However, it is thus far unknown how achievement inconsistency affects teachers track recommendations. It may lead to “careful” (i.e., lower) recommendations’ based on students’ achievement in their weakest domain, “aggregated recommendations” based on the mean achievement of two domains, or alternatively, “the benefit of the doubt-recommendation” based on students’ achievement in their strongest domain. Moreover, achievement inconsistency may lead to differences between teachers in which track recommendations they formulate for such students, with some teachers opting for more careful recommendations and others for aggregated or higher recommendations. If teachers do indeed consider achievement inconsistency when formulating track recommendations, this could impact students’ opportunities to attend higher secondary school tracks. For instance, if lower-SES students show more achievement inconsistency between subject domains than higher-SES students, and teachers tend to be more cautious in their track recommendations for students with inconsistent achievement, this might result in reduced opportunities for lower-SES students to attend higher tracks.
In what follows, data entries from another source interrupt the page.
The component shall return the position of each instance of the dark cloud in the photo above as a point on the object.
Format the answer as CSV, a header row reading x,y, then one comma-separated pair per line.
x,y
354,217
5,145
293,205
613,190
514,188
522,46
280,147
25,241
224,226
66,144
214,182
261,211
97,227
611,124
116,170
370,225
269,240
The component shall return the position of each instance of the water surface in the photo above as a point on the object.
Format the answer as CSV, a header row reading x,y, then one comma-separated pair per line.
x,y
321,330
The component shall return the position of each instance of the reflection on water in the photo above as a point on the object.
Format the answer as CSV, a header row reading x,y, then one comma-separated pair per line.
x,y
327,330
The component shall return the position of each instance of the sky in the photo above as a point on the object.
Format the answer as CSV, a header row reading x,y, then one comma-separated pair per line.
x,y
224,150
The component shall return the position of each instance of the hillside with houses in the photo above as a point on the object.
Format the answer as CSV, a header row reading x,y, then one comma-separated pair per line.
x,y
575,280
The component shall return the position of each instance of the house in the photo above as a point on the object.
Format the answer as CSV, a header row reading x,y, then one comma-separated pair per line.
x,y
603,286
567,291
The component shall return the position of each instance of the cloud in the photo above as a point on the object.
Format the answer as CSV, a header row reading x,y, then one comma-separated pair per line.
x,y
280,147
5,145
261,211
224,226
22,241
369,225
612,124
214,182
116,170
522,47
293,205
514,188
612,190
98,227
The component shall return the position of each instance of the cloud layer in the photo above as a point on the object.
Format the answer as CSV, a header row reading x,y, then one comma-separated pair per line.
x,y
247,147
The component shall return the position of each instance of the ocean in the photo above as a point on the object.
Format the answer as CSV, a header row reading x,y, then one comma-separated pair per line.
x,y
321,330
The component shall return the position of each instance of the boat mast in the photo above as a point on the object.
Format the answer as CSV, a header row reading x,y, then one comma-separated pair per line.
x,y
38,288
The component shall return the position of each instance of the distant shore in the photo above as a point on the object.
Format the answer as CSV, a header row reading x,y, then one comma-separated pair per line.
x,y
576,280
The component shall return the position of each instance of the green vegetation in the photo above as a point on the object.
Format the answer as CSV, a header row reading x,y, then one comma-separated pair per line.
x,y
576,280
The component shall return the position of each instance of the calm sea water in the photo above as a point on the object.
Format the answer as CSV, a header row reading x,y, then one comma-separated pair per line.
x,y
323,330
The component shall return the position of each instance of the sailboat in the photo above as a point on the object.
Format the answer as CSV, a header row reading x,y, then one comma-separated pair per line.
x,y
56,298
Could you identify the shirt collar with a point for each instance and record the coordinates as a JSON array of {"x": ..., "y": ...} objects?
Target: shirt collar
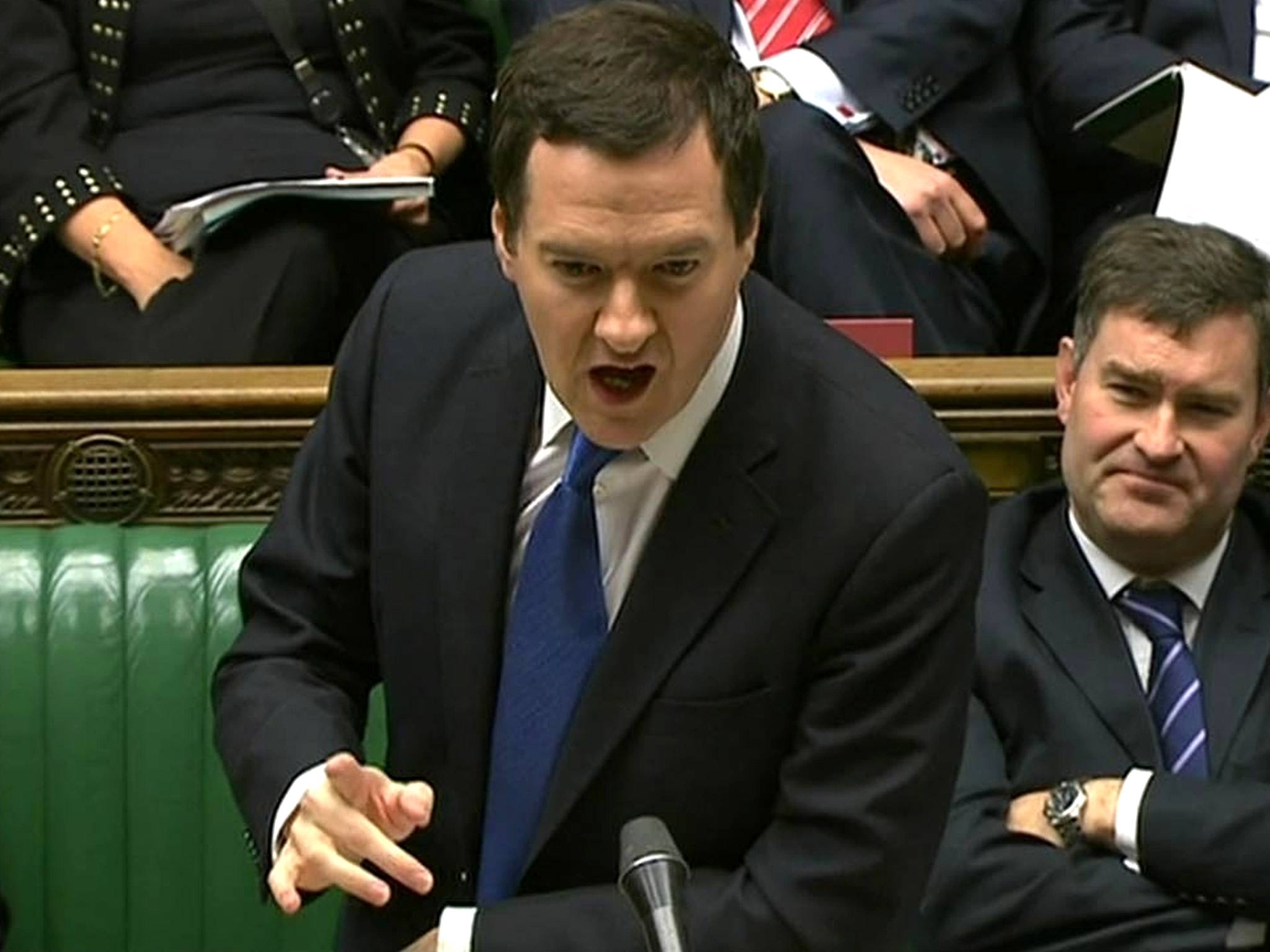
[
  {"x": 1194, "y": 580},
  {"x": 668, "y": 448}
]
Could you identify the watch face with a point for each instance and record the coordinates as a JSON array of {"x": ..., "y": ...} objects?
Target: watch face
[{"x": 1065, "y": 796}]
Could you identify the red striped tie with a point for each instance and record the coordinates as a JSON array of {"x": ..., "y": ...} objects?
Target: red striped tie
[{"x": 780, "y": 24}]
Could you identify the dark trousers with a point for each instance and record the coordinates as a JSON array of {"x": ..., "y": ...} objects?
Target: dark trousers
[
  {"x": 837, "y": 243},
  {"x": 278, "y": 283}
]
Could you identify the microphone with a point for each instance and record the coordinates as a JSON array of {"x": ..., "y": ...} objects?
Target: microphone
[{"x": 651, "y": 874}]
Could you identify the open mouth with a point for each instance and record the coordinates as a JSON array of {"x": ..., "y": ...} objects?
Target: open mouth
[{"x": 623, "y": 384}]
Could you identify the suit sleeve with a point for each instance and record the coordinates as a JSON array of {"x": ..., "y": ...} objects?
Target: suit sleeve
[
  {"x": 998, "y": 890},
  {"x": 51, "y": 165},
  {"x": 1077, "y": 55},
  {"x": 904, "y": 58},
  {"x": 864, "y": 787},
  {"x": 1208, "y": 840},
  {"x": 294, "y": 687},
  {"x": 453, "y": 65}
]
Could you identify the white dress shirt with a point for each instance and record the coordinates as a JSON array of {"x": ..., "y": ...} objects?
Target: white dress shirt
[
  {"x": 629, "y": 493},
  {"x": 1194, "y": 582},
  {"x": 1261, "y": 40}
]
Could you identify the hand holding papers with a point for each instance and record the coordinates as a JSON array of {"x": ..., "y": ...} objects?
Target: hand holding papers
[
  {"x": 186, "y": 223},
  {"x": 1210, "y": 135}
]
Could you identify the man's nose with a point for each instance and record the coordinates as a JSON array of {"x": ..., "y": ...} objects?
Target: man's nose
[
  {"x": 1158, "y": 438},
  {"x": 625, "y": 322}
]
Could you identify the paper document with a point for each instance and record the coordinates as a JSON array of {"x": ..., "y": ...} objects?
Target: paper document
[
  {"x": 186, "y": 223},
  {"x": 1210, "y": 135}
]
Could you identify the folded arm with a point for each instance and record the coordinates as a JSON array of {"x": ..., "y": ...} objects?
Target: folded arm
[{"x": 993, "y": 889}]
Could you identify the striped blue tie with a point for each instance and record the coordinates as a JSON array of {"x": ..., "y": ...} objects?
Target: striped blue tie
[
  {"x": 557, "y": 627},
  {"x": 1173, "y": 690}
]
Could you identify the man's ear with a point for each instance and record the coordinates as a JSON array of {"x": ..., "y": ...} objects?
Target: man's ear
[
  {"x": 1065, "y": 377},
  {"x": 502, "y": 240},
  {"x": 751, "y": 240},
  {"x": 1259, "y": 434}
]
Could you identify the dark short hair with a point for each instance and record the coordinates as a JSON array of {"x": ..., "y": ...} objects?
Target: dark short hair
[
  {"x": 1176, "y": 276},
  {"x": 624, "y": 77}
]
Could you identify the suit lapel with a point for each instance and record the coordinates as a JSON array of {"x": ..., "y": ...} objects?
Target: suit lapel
[
  {"x": 498, "y": 404},
  {"x": 1236, "y": 18},
  {"x": 1233, "y": 640},
  {"x": 1076, "y": 621},
  {"x": 718, "y": 13},
  {"x": 714, "y": 522}
]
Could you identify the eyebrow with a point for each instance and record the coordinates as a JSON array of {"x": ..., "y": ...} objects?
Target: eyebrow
[
  {"x": 678, "y": 249},
  {"x": 1133, "y": 375}
]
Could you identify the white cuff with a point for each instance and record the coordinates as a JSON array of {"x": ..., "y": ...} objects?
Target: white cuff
[
  {"x": 455, "y": 930},
  {"x": 290, "y": 803},
  {"x": 1246, "y": 933},
  {"x": 1127, "y": 809},
  {"x": 817, "y": 84}
]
To improve educational equality at the transition from primary to secondary education for all students, it is important that teachers formulate track recommendations that fit students’ abilities and potential best (Tieben & Wolbers, Citation2010). Given the scarcity of prior research, it is not clear how achievement inconsistency across different subject domains affects students’ track recommendation in general, or whether teachers consider achievement inconsistency differently for students with different background characteristics. Therefore, the aim of the present study is to examine the extent to which achievement inconsistency between language (i.e., reading comprehension) and mathematics within students occurs, how this is associated with students’ SES and gender, and, in turn, with teachers’ track recommendations.

(In)consistency of students’ achievement and track recommendations

In some tracked educational systems, such as France, Germany, Luxembourg and the Netherlands, teachers have to provide a recommendation for the school track that students will attend in secondary education (Boone & Van Houtte, Citation2013; Glock et al., Citation2012; Korpershoek et al., Citation2016; Le Métais, Citation2003; Timmermans et al., Citation2015). These track recommendations are formulated at the end of primary school, whereby teachers recommend a type of secondary education that they consider to match the student’s potential ability level best (De Boer et al., Citation2010; Glock et al., Citation2013; Timmermans et al., Citation2015). These track recommendations are important, since they determine students’ allocation to a specific educational level in secondary school, and thereby the educational qualifications students can acquire (Glock et al., Citation2012; Strand, Citation2020). These track recommendations are based on teachers’ expectations, i.e., teachers’ inferences about students’ potential behaviour or achievement (De Boer et al., Citation2010; Klapproth et al., Citation2012; Timmermans et al., Citation2015). Although the different factors that teachers consider when formulating track recommendations may differ per educational system, depending on the extent to which teachers are able to include their own perceptions in the track recommendations, research in various countries has shown that in general track recommendations are primarily based on students’ (standardised) achievement in mathematics and reading comprehension (Bos et al., Citation2004; Ditton & Krüsken, Citation2006; Feron et al., Citation2013; Geven et al., Citation2021; Klapproth et al., Citation2012; Südkamp et al., Citation2012; Timmermans et al., Citation2015).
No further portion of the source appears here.